Occasionally the trial of the issue or as in Rule 18A summary trial under the British Columbia Rules, a case may reach determination before the notice period has expired. The issue then becomes how to fashion a remedy which considers that the mitigation obligation is still ongoing, given the consequence of a potential failure to mitigate beyond the decision date.
Such were the facts in Szczypiokowksi v Coast Capital Savings, a decision of the B.C. Supreme Court in October of 2011. The notice period had been set at 18 months, the trial being 9 months after dismissal. On these facts, the court ordered no discount, given that the plaintiff was 62 years of age and that the defence had not shown it was reasonably likely that the plaintiff would find comparable employment. His age and his proximity to retirement were seen as the dominant factors as was the noted lack of a reference letter from an employer after an 18 year working history.
A similar conclusion was reached in Systad v Ray-Mont Logistics in which the court determined that there should be given the ever so modest discount of 2 weeks applied to the remaining 12.5 months of notice, given the plaintiff’s specialized job function of a Container Life Operator, his age of 65 and the possibility of further knee surgery.
A leading case on this subject is the January 1991 decision of Bouck, J. in Smith v Pacific National Exhibition, which was a summary trial under Rule 18A. The following rules were summarized in this case:
The fact that the notice period has yet to expire is not, in itself, a reason to refuse to hear the case in a summary fashion.
Where the claim is based on a fixed term, the court may consider a reduction of the sum outstanding, based on the prospect of new employment.
The same applies to the residual balance of an unexpired notice period.
The onus of proof of the likelihood of new employment rests upon the defence.
Both negative and positive factors affecting the contingency will be assessed.
In the above case, given a 22 month notice period expiring in May 1992, and a trial date of January 1991, a one month reduction was effected.
A five month reduction was found as appropriate in Foster v Kockums Cancar, a 1993 decision of the B.C. Court of Appeal.
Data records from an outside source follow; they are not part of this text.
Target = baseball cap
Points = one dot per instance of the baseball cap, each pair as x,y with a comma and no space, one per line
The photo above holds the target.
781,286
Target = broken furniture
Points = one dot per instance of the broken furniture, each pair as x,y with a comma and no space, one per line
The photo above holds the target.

The trial was held five months into the notice period. The Court of Appeal reduced the trial award of 20 months to 15, determining the need for such a contingent reduction, stating:
there must be built into the notice period a contingency factor that recognizes the possibility that the employee will obtain employment within the notice period
It stands to reason that the longer the unexpired period of the notice period, the more powerful is the case for a contingent reduction in the award. 1
A notice period of 16 months was reduced by one month to account for this factor in a 2021 decision of the same court. The case came to hearing 8 months following termination. 2
Similarly a reduction of one month was effected in a 2016 case. The plaintiff was awarded a notice period of 17 months after this adjustment. It was noted that the job held by the plaintiff was an unusual one with national and international responsibilities. The trial was held five months following termination. 3
The Ontario experience has been different. In such circumstances, the courts have sometimes applied a trust to the plaintiff’s subsequent earnings requiring him to pay back such sums to the employer post-hearing as was the case in Bull v Proctor Redfern, a 1996 decision of Molly, J.
The same process was followed in Camaganacan v St. Joseph’s Printing, a decision of Whitaker, J. in September 2010 and again in Yip-Young v L3, an October 2012 decision also of Whitaker, J. and also in Correa v Dow Jones, an August 1997 decision of Sanderson, J.
The November 2010 decision of Gray, J. in Russo v Kerr took issue with this approach, primarily upon the basis that the employer was left with no way to scrutinize the plaintiff’s later job search efforts and results. In this case, the judge gave judgment to the date of the motion and adjourned the balance of the claim for a continued hearing after the notice period had expired. This is referenced as the “partial summary judgment approach”.
The three views of this issue are then:
- Reduce the award by a reasoned contingent discount;
- Apply a trust;
- Consider partial summary judgment.
These three views were considered in 2015 in Paquette v. TeraGo Networks Inc, in which case a trust was imposed. Perell, J. was not in favour of the partial judgment concept:
I reject the Partial Summary Judgment Approach as cynical, patronizing, unfair, impractical, and expensive.
The same view was held by the Ontario court in its 2023 decision of Milwid v IBM, apparently influenced by the lack of any interviews obtained from over 100 job applications.
This issue was viewed again in 2018 in Mikelsteins v. Morrison. In the latter case, the partial judgment was approved, given various factors including the length of the unexpired notice period, the plaintiff’s context of age and skill set and the expiry of a restrictive covenant.